Iceland’s journey from being a developing country until the 1970s, to a modern, vibrant and developed economy owes much to its ability to tap into and develop geothermal energy. Its inspirational example in this regard can be replicated elsewhere, including East Africa, where geothermal potential is abundant. With this in mind, I visited Iceland last week, to assess how its story and unique expertise might provide lessons for others.
Iceland has achieved global leadership in geothermal technology and business in all its manifestations. It has an installed geothermal generation capacity of 665 megawatts, a remarkable achievement for a country with only 300,000 inhabitants. While 74% of Iceland’s electricity is generated from hydropower, about 26% comes from geothermal resources.

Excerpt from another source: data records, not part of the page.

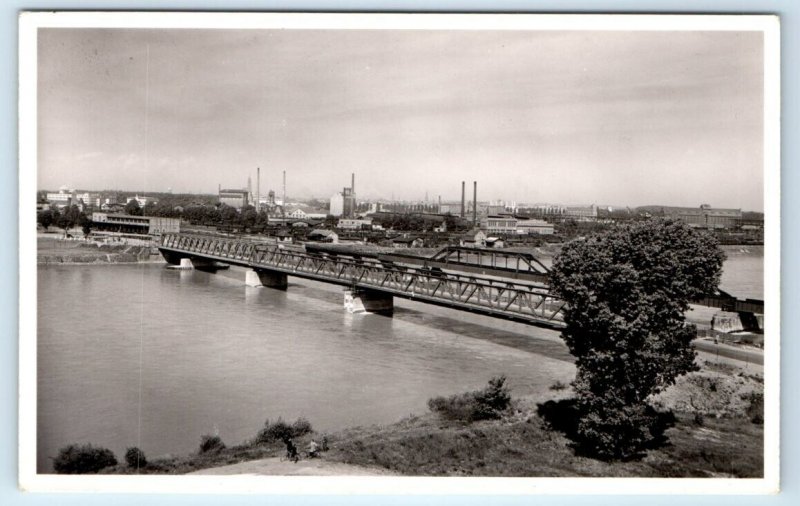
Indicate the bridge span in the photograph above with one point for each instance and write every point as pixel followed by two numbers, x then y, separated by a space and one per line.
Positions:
pixel 372 281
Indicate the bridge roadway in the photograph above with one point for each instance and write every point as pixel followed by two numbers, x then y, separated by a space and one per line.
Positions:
pixel 506 298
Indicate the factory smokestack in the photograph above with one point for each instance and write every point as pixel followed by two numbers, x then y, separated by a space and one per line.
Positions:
pixel 474 203
pixel 462 199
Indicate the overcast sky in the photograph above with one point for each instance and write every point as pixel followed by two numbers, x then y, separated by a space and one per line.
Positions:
pixel 624 118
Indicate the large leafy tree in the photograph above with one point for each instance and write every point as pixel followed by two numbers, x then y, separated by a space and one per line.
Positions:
pixel 627 291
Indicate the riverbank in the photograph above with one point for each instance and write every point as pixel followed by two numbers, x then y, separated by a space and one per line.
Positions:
pixel 713 426
pixel 57 251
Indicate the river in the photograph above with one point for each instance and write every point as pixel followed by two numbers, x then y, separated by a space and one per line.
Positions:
pixel 139 355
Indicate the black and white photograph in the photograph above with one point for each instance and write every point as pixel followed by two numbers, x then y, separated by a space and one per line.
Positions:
pixel 276 249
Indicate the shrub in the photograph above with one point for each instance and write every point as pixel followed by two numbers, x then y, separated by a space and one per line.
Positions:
pixel 134 457
pixel 83 459
pixel 489 403
pixel 209 443
pixel 279 430
pixel 300 427
pixel 755 410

Iceland is also a leader in tapping waste heat from geothermal power plants to heat over 90% of its buildings at low-cost. Given the worldwide push for energy access and low-carbon energy solutions, geothermal is an attractive option where it is available.

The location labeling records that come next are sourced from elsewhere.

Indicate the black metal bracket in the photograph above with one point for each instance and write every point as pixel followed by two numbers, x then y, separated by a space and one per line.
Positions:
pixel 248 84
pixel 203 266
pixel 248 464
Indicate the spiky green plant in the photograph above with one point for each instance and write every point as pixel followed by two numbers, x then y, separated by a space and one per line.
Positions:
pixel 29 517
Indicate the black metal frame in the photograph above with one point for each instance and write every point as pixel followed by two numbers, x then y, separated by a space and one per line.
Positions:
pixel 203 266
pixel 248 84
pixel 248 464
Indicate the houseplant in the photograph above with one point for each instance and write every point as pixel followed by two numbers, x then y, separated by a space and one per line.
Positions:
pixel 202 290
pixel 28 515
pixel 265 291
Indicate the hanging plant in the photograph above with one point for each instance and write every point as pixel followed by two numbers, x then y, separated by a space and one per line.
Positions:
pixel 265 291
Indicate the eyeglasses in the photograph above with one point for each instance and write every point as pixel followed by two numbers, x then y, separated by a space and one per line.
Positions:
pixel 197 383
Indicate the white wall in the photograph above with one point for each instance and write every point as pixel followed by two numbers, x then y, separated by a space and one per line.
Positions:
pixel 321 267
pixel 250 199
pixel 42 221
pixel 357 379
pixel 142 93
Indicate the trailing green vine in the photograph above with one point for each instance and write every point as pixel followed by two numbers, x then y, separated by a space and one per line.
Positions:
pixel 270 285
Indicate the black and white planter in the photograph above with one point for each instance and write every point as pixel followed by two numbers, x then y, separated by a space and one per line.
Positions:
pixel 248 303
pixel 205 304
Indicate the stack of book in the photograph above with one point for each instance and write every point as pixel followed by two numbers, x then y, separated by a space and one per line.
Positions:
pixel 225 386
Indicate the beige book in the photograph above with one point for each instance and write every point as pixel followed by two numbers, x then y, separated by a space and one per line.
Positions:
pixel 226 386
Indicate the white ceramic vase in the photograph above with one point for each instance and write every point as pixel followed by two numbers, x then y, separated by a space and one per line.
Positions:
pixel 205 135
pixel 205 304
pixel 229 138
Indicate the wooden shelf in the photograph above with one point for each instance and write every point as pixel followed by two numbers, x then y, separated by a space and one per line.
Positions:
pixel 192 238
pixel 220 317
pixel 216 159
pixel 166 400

One of those places is Africa’s vast Rift Valley, which stretches from Djibouti to Mozambique and takes in parts of Kenya, Tanzania, Rwanda, Burundi and Uganda, among others. Lying under this expanse are 14,000 megawatts of geothermal potential—enough to deliver power to 150 million people. Properly exploited, geothermal could deliver at least a quarter of the energy these countries will need by 2030. And this would be a renewable source, clean and climate-friendly. Can Iceland’s experience provide guidance as East Africans seek to exploit their resources? I think it can, and so do the Icelanders.
Kenya has already taken steps towards the geothermal road. In the 1980s, the Kenyans built a geothermal plant with the World Bank support at the Rift Valley site of Olkaria. Last year, the country obtained another Bank credit to expand its geothermal capacity by an additional 280 megawatts to add to the 198 megawatts of installed geothermal capacity. This will help reduce the drought-prone nation’s precarious hydropower, while also helping to meet business and industry needs for reliable, high-quality power. Currently, of the total installed capacity of 1,473 megawatts, hydropower accounts for about 51%, with geothermal capacity at just 13%.
Iceland is already sharing its knowledge and expertise in geothermal development with several African countries rich in geothermal resources willing to follow Kenya’s example. Based on what I saw in Iceland, where geothermal has completely replaced coal, where geothermal power has given rise to business, investment and even tourism, I look forward to further developing this partnership to enable accelerated realization of this clean and valuable resource.